Opened late last year, the Pips & Bounce bar in Portland, Oregon, has more than 50 hand-blown light fixtures shaped like ping-pong balls hanging from the ceiling. Among its 10 tables is a $20,000 Stiga Showcort model with neon lighting incorporated into its stand. Baskets filled with balls hang by every table and employees scurry around picking them up with nets. The club replaces as many as 300 smashed orbs a week.
“Having a lot of balls at your disposal, you don’t have to take as many breaks,” said Andrew Mattheisen, 28, who plays at the club every other week with his father. He praised the equipment, saying good paddles make all the difference.
Pips & Bounce
Pips & Bounce co-owner Michael Jung, 40, worked in energy policy before he and his brother became self-proclaimed pongtrepreneurs. They grew up playing in their parents’ basement in Kentucky and volleyed at SPiN in New York before venturing out on their own. The Jungs raised more than $50,000 last summer through a crowdfunding campaign on Kickstarter.
“People really wanted this,” Jung said. The club draws 300-600 people a week and is already profitable, he said.
Players pay $8 to $10 per table for 30 minutes, with half-priced rates for seniors, veterans and students. The club is looking into family programs, including summer camps and senior socials.
The ITTF reached a milestone earlier this month as the sports federation with the most -- 222 -- affiliated countries, overtaking the International Volleyball Federation’s 220. The sport is growing in Asia, Europe and Africa, said the ITTF’s Pound.
It’s also surging in the U.S. The National Collegiate Table Tennis Association has ballooned to more than 200 institutions from 18 in 1999, said Willy Leparulo, its president.
“Most of the growth was within the last five-six years,” he said. “We are moving out of the basement.”
Part of the resurgence may be due to celebrity ping-pong advocates like Sarandon, Leparulo said. Crossword puzzle creator Will Shortz frequently talks about his passion for the sport on National Public Radio. Billionaires Warren Buffett and Bill Gates are also fans, and together faced off against Olympian Ariel Hsing in 2012 and 2013.
“This gives us a huge boost,” Leparulo said. “Then you have all these bars that have opened up. Everyone wants to get together and socialize, and billiards, bowling, they are a little bit older.”
Berlin-style ping-pong parties -- where multiple players circle a table and take turns hitting a ball -- are the rage in San Francisco. Playing is free at Washington’s Comet Ping Pong, where the pizza is made with sustainably farmed ingredients. Comet was featured on an episode of the Food Network.
Some credit the rise of ping pong to technology burnout. You can’t text or check your e-mail when you’re playing.
“Ping pong is about connecting people,” said Shawn Topp, the Toronto-based chief marketing officer of the SPiN clubs. “You are doing something in the real world, you put your phone down.”

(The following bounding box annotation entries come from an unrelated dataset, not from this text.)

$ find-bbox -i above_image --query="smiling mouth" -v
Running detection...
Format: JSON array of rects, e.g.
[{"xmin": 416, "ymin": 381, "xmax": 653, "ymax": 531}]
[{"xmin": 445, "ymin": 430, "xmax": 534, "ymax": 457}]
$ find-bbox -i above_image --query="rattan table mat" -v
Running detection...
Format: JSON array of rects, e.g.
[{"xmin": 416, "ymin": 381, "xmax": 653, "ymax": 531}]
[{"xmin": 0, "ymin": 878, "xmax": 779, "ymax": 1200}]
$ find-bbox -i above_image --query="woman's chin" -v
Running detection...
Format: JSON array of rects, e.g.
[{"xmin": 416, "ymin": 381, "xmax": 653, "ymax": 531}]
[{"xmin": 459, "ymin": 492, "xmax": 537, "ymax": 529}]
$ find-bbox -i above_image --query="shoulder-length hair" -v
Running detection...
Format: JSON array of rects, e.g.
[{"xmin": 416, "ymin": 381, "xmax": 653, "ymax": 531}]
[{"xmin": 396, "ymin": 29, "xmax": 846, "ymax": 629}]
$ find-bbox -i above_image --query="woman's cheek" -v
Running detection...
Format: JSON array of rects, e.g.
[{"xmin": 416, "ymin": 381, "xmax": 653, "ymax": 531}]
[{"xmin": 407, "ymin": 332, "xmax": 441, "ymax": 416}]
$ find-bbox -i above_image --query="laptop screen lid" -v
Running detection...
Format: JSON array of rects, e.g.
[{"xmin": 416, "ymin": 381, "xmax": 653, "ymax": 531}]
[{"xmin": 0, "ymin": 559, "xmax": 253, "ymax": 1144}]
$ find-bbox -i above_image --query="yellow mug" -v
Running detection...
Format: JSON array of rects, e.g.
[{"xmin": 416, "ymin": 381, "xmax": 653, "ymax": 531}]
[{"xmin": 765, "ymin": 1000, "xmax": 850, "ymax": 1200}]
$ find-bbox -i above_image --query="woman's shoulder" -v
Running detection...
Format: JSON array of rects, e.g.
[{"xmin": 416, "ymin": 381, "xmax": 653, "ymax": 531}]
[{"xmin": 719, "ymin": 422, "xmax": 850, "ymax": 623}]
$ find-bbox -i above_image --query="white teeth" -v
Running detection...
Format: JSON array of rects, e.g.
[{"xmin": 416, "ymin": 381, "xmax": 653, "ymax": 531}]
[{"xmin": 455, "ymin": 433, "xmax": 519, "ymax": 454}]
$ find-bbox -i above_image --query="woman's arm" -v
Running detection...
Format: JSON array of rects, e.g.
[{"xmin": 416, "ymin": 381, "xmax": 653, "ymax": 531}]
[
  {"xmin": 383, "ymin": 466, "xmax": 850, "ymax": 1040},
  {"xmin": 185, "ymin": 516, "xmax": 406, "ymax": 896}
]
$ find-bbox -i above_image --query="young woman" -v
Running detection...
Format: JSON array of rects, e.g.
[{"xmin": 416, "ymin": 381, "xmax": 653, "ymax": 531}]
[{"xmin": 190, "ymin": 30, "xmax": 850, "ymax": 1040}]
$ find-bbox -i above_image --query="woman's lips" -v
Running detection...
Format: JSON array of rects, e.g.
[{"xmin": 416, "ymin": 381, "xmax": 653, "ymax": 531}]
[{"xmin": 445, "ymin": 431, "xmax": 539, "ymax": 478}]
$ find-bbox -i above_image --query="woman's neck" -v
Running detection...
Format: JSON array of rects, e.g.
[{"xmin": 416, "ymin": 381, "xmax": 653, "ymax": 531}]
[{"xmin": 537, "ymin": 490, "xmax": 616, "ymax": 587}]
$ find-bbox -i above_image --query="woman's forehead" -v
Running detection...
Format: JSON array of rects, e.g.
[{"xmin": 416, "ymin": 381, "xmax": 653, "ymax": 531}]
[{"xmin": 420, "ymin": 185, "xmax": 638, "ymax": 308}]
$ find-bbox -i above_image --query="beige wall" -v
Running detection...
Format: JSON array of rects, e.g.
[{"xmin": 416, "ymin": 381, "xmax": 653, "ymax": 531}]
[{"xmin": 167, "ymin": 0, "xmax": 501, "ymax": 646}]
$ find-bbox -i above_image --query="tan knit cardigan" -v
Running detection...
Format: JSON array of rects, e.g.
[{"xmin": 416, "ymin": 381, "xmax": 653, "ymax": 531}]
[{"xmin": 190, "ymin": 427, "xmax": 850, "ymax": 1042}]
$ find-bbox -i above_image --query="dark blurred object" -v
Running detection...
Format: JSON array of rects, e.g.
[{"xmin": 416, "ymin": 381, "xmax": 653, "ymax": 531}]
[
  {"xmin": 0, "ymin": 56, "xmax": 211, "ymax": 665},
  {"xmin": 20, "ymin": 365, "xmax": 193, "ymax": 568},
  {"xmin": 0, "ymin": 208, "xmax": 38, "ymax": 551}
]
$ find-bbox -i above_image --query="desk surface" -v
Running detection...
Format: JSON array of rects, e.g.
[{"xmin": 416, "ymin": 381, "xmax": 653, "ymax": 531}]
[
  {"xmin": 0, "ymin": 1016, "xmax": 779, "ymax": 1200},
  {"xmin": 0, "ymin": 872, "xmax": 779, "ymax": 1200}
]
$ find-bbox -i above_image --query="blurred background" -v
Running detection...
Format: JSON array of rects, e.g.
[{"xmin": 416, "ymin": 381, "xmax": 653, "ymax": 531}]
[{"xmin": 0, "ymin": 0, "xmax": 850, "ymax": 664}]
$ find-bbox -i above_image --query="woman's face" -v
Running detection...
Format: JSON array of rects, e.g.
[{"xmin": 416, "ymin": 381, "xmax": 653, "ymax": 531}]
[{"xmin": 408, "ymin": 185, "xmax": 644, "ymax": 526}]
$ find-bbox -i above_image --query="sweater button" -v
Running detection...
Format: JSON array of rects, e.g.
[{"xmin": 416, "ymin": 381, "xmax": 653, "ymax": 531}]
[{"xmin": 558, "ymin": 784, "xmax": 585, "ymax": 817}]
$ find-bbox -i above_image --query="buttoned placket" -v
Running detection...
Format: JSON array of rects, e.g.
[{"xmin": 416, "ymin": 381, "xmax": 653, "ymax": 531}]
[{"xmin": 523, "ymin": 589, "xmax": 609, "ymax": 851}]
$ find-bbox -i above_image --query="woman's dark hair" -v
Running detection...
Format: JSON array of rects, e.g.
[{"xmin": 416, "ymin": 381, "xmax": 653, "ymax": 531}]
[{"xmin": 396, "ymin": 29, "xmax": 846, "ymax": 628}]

SPiN is working with architect David Rockwell, known for designing Imagination Playground in New York and the restaurant Nobu Dubai, to redesign its New York location. The new look might feature graffiti-inspired art from local artists and vintage-inspired furniture, Topp said.
“Our inspiration is this underground, basement feeling but in an upscale way,” Topp said. “It’s still going to feel clean while touching on the nostalgia of the basement.”